[M3devel] optimization [ was Re: Performance issues with CM3 ]
Mika Nystrom
mika at async.caltech.edu
Sun Apr 26 20:12:35 CEST 2009
Hi Tony,
I looked at this more closely, and I was wrong. The compiler doesn't
actually segfault on -O. I was using -gstabs+ but switched to -gstabs
after your email (doesn't seem to matter).
I get a ton of warnings at either optimization level, and there are
definitely bugs in the optimizer. The resulting code is generally
not correct. (By comparison, I had to turn off PM3's optimizer for
only one of the hundred or so packages I build.) Things often fail
to compile, even at -O.
At -O3, I get one segfault:
new source -> compiling TextCommandQueueTbl.i3
cm3cg: warning: -freorder-blocks disabled for Modula-3 ex_stack exception handling
new source -> compiling CommandLoop.m3
cm3cg: warning: -freorder-blocks disabled for Modula-3 ex_stack exception handling
../src/CommandLoop.m3: In function 'CommandLoop__Run':
../src/CommandLoop.m3:279: internal compiler error: Segmentation fault
Please submit a full bug report,
with preprocessed source if appropriate.
See <http://gcc.gnu.org/bugs.html> for instructions.
m3_backend => 4
m3cc (aka cm3cg) failed compiling: CommandLoop.mc
new source -> compiling CommandLoopDefaultCommand.m3
cm3cg: warning: -freorder-blocks disabled for Modula-3 ex_stack exception handling
new source -> compiling TextCommandTbl.m3
where:
272 (*****************************************************************************
273 * *
274 * Command Loop Main *
275 * *
276 *****************************************************************************)
277
278
279 PROCEDURE Run(self: T; source: Pathname.T := NIL; term: Term.T := NIL) =
280 CONST
281 Comment = SET OF CHAR{'%','#'};
282 VAR
283 completer := NEW(StdCompleter, loop:=self);
284 line: TEXT;
285 BEGIN
286 IF term = NIL THEN
287 self.term := Term.Default();
288 ELSE
289 self.term := term;
290 END;
291 LOOP
292 TRY
293 IF source # NIL THEN
294 DoLoad(self.load, TextList.List2("",source), self.term);
295 source := NIL;
...
Even at -O, things don't work right. Here's a typical output:
new source -> compiling PassiveArb1.m3
"../src/PassiveArb1.m3", line 68: warning: not used (e)

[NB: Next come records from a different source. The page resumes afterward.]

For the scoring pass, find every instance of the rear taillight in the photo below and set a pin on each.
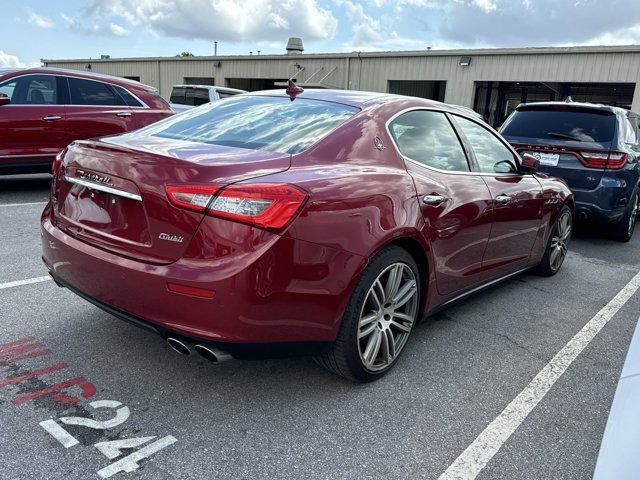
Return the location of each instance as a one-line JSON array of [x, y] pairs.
[[58, 161], [265, 205], [604, 159]]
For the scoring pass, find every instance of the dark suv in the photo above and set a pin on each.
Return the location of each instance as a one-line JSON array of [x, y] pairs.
[[594, 148]]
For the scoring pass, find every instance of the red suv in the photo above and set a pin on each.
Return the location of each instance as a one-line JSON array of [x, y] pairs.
[[42, 110]]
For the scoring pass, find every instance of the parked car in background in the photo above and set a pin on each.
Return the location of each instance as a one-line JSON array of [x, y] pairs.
[[321, 222], [185, 97], [594, 148], [42, 110]]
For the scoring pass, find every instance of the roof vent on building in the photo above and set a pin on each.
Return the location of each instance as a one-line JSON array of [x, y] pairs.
[[294, 46]]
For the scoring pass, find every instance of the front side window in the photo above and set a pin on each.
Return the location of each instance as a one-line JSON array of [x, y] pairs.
[[31, 90], [492, 155], [259, 123], [427, 137], [88, 92]]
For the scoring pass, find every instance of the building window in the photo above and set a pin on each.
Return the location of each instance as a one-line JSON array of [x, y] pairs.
[[495, 101], [431, 89], [199, 81]]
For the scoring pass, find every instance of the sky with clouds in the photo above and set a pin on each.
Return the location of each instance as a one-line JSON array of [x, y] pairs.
[[35, 29]]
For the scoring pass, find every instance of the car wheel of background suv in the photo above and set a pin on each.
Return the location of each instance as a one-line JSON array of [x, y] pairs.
[[625, 227], [378, 319], [557, 245]]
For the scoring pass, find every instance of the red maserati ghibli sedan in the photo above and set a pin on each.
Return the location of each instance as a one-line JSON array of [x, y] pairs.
[[317, 222], [42, 110]]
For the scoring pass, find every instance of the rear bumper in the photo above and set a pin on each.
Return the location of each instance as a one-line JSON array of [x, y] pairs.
[[293, 292], [606, 203]]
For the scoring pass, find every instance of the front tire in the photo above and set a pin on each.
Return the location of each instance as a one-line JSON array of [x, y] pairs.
[[557, 245], [378, 319]]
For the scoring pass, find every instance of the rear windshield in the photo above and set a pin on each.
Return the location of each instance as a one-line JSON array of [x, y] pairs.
[[580, 126], [275, 124], [190, 96]]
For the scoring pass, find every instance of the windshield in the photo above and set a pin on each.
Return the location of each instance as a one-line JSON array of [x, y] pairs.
[[275, 124], [580, 126]]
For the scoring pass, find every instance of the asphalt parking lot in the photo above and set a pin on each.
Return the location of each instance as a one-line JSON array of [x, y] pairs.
[[289, 419]]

"../src/PassiveArb1.m3", line 45: warning: not used (newCon)
2 warnings encountered
../src/PassiveArb1.m3: In function 'PassiveArb1__FApply':
../src/PassiveArb1.m3:81: warning: variable 'M3_Cwb5VA_buyO' might be clobbered by 'longjmp' or 'vfork'
../src/PassiveArb1.m3:81: warning: variable 'M3_Cwb5VA_selO' might be clobbered by 'longjmp' or 'vfork'
new source -> compiling PassiveArb2.i3
new source -> compiling ExecRecorder2.i3
new source -> compiling ArbPingPong.i3
new source -> compiling PassiveArb2.m3
../src/PassiveArb2.m3: In function 'PassiveArb2__Apply':
../src/PassiveArb2.m3:388: warning: variable 'M3_EWPD1K_delta' might be clobbered by 'longjmp' or 'vfork'
../src/PassiveArb2.m3:388: warning: variable 'M3_Cwb5VA_toExec' might be clobbered by 'longjmp' or 'vfork'
new source -> compiling Globals.i3
new source -> compiling ActiveArb1.i3
new source -> compiling ActiveArb1.m3
new source -> compiling ExecRecorder.i3
new source -> compiling ExecRecorder.m3
new source -> compiling ExecRec.i3
new source -> compiling ExecRecorder2.m3
new source -> compiling ExecRec.m3
new source -> compiling ArbPingPong.m3
new source -> compiling Main.m3
"../src/Main.m3", line 72: warning: potentially unhandled exception: OSError.E
"../src/Main.m3", line 30: warning: potentially unhandled exceptions: Rd.EndOfFile, Rd.Failure, Thread.Alerted
"../src/Main.m3", line 31: warning: potentially unhandled exceptions: Thread.Alerted, Wr.Failure
"../src/Main.m3", line 32: warning: potentially unhandled exceptions: Thread.Alerted, Wr.Failure
"../src/Main.m3", line 33: warning: potentially unhandled exceptions: Thread.Alerted, Wr.Failure
"../src/Main.m3", line 118: warning: potentially unhandled exception: OSError.E
"../src/Main.m3", line 204: warning: potentially unhandled exception: OSError.E
7 warnings encountered
-> linking testtrade
/usr/lib/libc.so: WARNING! setkey(3) not present in the system!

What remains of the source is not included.